Затерянная во времени и памяти древняя слобода Чичен-Ица в пределах Западно-Сибирской равнины, в бассейне реки Тобол, окруженная двадцатью тысячами озёр испокон веков несла славу проклятого места.
Её основатель, пришлый немец Артур, наводил на соседей и мистический ужас, и благоговение одновременно. Хромой на обе ноги, он был неистощимо силен и жесток. Его мудрость и знание сакральных тайн мира припечатали ему славу Дьявола.
Ходили слухи, что он не пользовался кресалом для розжига очага, а извергал молнии.
И однажды, говорят, он молнией спалил себе глаза, чтобы не видеть больше свет, когда узнал о трагической смерти красавицы-супруги из местных слободчан, задранной неизвестным зверем.
В возрасте девяноста лет умер на руках своего единственного сына Микиты Артурова, прошептав наказ потомкам:
– Не делитесь своею плотью с Дьяволом.
* * *
Почти пять веков, прошедших с той поры, до неузнаваемости изменили край – вековые кедровые сосны повырубили, прожорливые болота съедали сибирскую землю.
Перестраиваемый веками, дом Артура уже не один десяток лет ютился одиноко среди покинутых и сгнивших в одиночестве очагов слободчан, ушедших в небытие.
Каждое лето молодой археолог Артур, названный в честь основоположника рода, тратил сутки, чтобы добраться пешком до родового гнезда от ближайшего населенного пункта.

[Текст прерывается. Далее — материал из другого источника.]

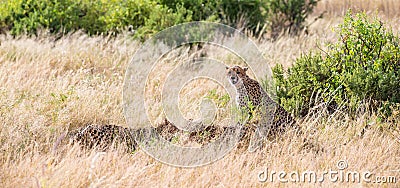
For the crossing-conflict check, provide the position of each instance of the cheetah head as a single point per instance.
(235, 74)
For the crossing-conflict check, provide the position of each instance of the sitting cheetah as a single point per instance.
(274, 118)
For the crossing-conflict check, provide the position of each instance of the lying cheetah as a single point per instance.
(274, 118)
(103, 137)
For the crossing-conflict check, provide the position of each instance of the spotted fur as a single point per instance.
(274, 118)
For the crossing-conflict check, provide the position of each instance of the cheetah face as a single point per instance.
(235, 74)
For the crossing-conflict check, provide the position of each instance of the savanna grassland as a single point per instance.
(49, 87)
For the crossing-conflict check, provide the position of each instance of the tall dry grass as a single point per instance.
(48, 88)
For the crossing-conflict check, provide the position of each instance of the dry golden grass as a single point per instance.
(48, 88)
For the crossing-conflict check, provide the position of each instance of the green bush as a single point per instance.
(289, 15)
(361, 68)
(147, 17)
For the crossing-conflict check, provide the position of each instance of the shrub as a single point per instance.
(145, 17)
(289, 15)
(361, 68)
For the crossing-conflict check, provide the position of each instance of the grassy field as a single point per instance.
(48, 88)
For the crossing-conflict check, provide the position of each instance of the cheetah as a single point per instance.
(103, 137)
(274, 118)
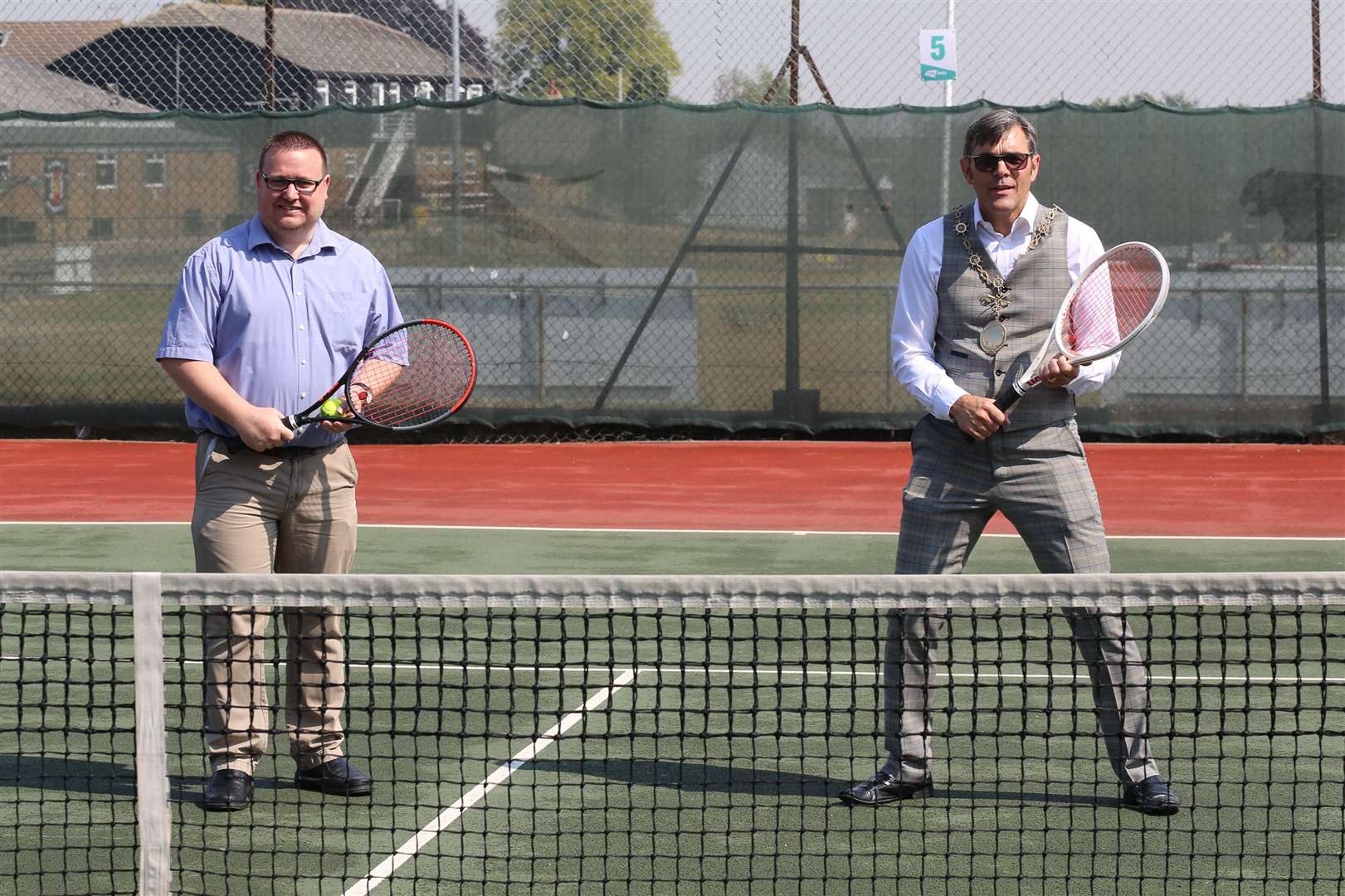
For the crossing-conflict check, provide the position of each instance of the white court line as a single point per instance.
(682, 532)
(476, 794)
(673, 672)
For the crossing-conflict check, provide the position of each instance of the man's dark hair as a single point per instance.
(290, 140)
(992, 127)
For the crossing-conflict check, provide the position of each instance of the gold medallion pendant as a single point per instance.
(993, 338)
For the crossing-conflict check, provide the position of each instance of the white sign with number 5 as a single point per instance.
(938, 56)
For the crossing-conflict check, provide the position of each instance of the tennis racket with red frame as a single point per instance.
(1111, 303)
(413, 376)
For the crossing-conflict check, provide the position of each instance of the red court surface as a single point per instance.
(795, 486)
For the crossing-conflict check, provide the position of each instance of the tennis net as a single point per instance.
(677, 735)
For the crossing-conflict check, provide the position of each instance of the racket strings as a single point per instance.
(1114, 302)
(413, 376)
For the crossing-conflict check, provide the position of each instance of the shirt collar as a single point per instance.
(1024, 222)
(323, 238)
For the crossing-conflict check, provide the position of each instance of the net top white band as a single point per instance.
(692, 592)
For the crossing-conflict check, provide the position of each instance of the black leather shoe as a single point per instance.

Верный пес – красавец Борз, помесь лайки с немецкой овчаркой, пропадал весь световой день с хозяином на охоте, а вечерами – у пылающего камина, переделанного из русской печи, лежал на шкуре медведя перед креслом с хозяином, читающим старинные манускрипты, хранимые в тайной нише древнего дома отшельника.
Сон сморил Артура. Рукопись в кожаном переплете выпала из рук. Собака вздрогнула и уши-локаторы из тысячи знакомых звуков одичавшей природы уловили незнакомое, тревожное эхо. Она подошла к двери и зарычала.

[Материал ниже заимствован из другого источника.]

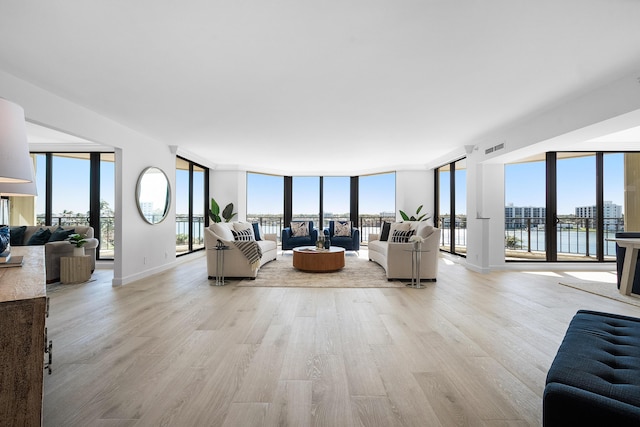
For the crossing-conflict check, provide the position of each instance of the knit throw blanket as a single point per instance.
(251, 250)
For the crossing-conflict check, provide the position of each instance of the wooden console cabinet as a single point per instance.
(23, 305)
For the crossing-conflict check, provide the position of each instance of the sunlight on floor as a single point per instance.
(543, 273)
(594, 276)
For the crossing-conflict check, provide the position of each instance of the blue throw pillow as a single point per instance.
(256, 231)
(40, 237)
(17, 235)
(386, 227)
(61, 234)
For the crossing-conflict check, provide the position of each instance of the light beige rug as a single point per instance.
(607, 290)
(358, 272)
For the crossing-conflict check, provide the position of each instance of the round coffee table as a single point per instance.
(308, 258)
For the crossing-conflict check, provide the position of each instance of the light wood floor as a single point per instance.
(172, 350)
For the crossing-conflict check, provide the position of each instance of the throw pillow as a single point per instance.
(40, 237)
(402, 236)
(299, 229)
(256, 231)
(243, 236)
(222, 230)
(16, 235)
(384, 236)
(342, 228)
(61, 234)
(243, 226)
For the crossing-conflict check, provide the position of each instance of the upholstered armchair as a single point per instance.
(350, 242)
(295, 238)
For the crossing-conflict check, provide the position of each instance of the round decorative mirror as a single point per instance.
(153, 194)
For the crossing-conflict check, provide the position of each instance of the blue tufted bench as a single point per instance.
(595, 377)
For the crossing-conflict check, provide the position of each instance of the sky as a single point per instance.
(525, 182)
(524, 186)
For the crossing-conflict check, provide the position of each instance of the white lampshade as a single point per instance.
(15, 163)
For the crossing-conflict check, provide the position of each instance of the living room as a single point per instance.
(583, 100)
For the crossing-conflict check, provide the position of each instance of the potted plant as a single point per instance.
(78, 241)
(227, 213)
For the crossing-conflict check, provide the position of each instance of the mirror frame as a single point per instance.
(139, 189)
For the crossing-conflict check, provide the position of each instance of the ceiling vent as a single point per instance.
(494, 148)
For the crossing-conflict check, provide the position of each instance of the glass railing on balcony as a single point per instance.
(575, 236)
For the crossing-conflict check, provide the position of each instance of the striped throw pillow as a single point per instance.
(402, 236)
(243, 235)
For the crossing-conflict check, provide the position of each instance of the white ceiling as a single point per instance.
(331, 87)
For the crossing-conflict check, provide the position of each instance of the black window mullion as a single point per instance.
(551, 237)
(599, 206)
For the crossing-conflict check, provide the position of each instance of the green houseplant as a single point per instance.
(78, 241)
(227, 213)
(415, 217)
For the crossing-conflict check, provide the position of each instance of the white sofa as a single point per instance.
(395, 258)
(236, 263)
(55, 249)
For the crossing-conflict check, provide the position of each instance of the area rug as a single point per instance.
(357, 273)
(607, 290)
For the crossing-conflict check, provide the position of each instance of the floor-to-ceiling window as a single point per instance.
(336, 199)
(265, 201)
(305, 200)
(451, 181)
(77, 189)
(191, 205)
(376, 202)
(365, 200)
(564, 206)
(107, 204)
(525, 209)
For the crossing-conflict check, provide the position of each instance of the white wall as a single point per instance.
(415, 188)
(230, 186)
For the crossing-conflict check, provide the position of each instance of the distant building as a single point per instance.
(612, 214)
(519, 216)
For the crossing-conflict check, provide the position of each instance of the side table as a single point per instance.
(75, 269)
(416, 258)
(220, 264)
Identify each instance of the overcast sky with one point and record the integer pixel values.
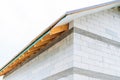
(23, 20)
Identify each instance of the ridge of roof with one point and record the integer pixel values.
(61, 21)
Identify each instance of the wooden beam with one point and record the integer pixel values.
(59, 29)
(41, 43)
(50, 37)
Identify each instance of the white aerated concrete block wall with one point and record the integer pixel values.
(94, 54)
(105, 23)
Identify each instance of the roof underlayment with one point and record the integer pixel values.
(54, 31)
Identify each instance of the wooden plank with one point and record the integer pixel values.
(50, 37)
(59, 29)
(41, 43)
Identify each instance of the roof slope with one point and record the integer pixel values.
(55, 30)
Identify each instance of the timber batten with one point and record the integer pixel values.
(46, 39)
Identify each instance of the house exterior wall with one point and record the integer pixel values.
(54, 60)
(97, 45)
(91, 52)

– Что, друг, случилось? – сквозь пелену сна спросил Артур.
Собака призывно, негромко залаяла. Артур набросил на плечи морской бушлат (память о службе) и вместе с собакой вышел из дома.

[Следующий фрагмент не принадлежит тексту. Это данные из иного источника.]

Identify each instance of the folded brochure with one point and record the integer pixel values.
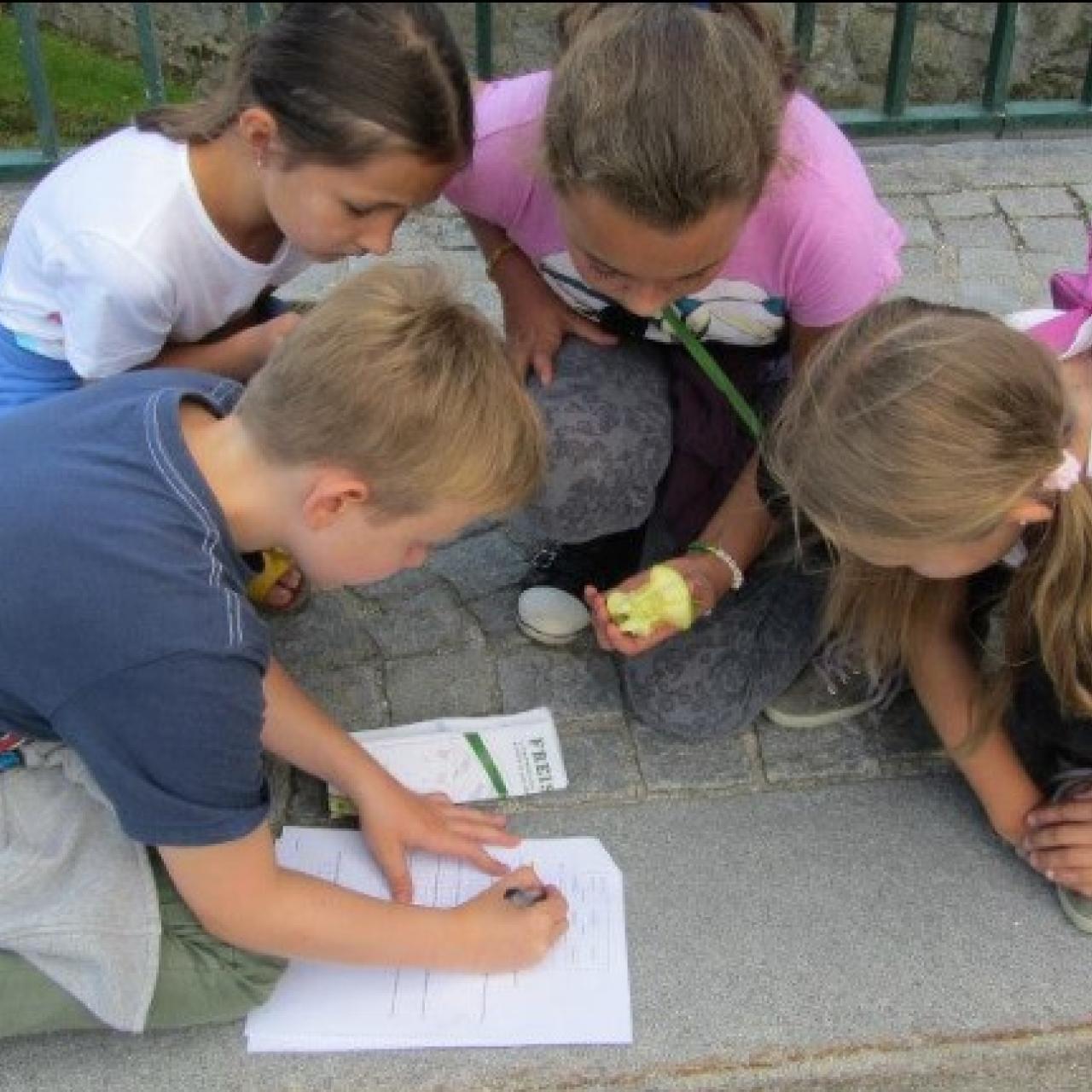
(470, 758)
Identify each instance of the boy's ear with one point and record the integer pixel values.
(1031, 510)
(259, 131)
(330, 495)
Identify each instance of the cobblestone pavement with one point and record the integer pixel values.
(805, 908)
(986, 224)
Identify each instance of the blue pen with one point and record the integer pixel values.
(526, 897)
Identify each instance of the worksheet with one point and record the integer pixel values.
(579, 994)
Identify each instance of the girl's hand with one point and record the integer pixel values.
(537, 320)
(694, 570)
(497, 935)
(1058, 842)
(396, 820)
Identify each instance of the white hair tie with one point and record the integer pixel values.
(1065, 475)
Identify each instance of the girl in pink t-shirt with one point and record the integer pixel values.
(669, 163)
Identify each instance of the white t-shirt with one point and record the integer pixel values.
(113, 254)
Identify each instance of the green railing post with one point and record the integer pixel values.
(902, 46)
(999, 65)
(804, 30)
(30, 50)
(155, 90)
(483, 39)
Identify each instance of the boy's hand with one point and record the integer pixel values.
(537, 319)
(1060, 842)
(497, 935)
(396, 820)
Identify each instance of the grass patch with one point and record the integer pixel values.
(92, 92)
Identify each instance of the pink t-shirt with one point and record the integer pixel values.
(818, 246)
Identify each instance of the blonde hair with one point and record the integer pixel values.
(396, 379)
(927, 424)
(665, 109)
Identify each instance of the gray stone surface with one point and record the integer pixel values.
(577, 687)
(1049, 202)
(791, 939)
(976, 232)
(449, 683)
(807, 908)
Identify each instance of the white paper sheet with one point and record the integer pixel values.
(579, 994)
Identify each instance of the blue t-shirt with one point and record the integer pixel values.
(125, 628)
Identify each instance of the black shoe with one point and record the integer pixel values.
(552, 607)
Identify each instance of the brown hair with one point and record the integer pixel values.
(666, 109)
(926, 424)
(396, 379)
(344, 82)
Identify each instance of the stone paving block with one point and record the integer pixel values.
(975, 262)
(978, 232)
(279, 780)
(920, 232)
(480, 565)
(670, 764)
(1065, 238)
(330, 631)
(308, 805)
(428, 621)
(455, 683)
(408, 582)
(351, 694)
(601, 765)
(905, 206)
(576, 687)
(998, 297)
(796, 755)
(920, 261)
(1048, 202)
(496, 614)
(960, 206)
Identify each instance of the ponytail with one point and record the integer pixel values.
(344, 82)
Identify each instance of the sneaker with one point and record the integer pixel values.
(833, 688)
(1077, 908)
(552, 608)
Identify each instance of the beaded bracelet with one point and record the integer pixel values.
(721, 555)
(496, 257)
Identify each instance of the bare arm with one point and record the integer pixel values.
(946, 681)
(241, 896)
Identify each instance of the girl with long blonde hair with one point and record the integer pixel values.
(943, 456)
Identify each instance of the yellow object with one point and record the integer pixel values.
(665, 597)
(276, 564)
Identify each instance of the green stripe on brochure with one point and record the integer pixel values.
(478, 745)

Борз подбежал к многовековому гигантскому кедру, посаженному, по семейному преданию, самим Артуром, и начал передними лапами рыть землю у основания ствола.
– Что за зверь там спрятался? – улыбаясь спросил хозяин.
Он подошёл ближе, и улыбка столкнулась с тревогой на его лице. Фосфоресцирующий свет правильным цилиндром поднимался из разрытой собакой ямы.
Артур вернулся в дом за лопатой. Вскоре на глубине полутора метров металл лопаты высек искру из каменной поверхности. И в следующую минуту разряд молнии с вершины кедра вышиб почву из под ног человека, отбросив его жестким ударом. Обнажая звезды, небесный свод темным ливнем обрушился на землю.
Артур прыгнул в быстро заполнявшуюся влагой вырытую яму, сильными, цепкими руками вырвал каменную находку, и вместе с ней и собакой вбежал в дом. Он опустил в ушат с водой находку, отмыл от земли и поднёс к свету керосиновой лампы.
Восторг и щемящая тревога, исходящая от находки, переполнили сознание. Обрубленная кисть руки из черного кремния, будто телесной тканью погруженная в камень, внушала мистический страх.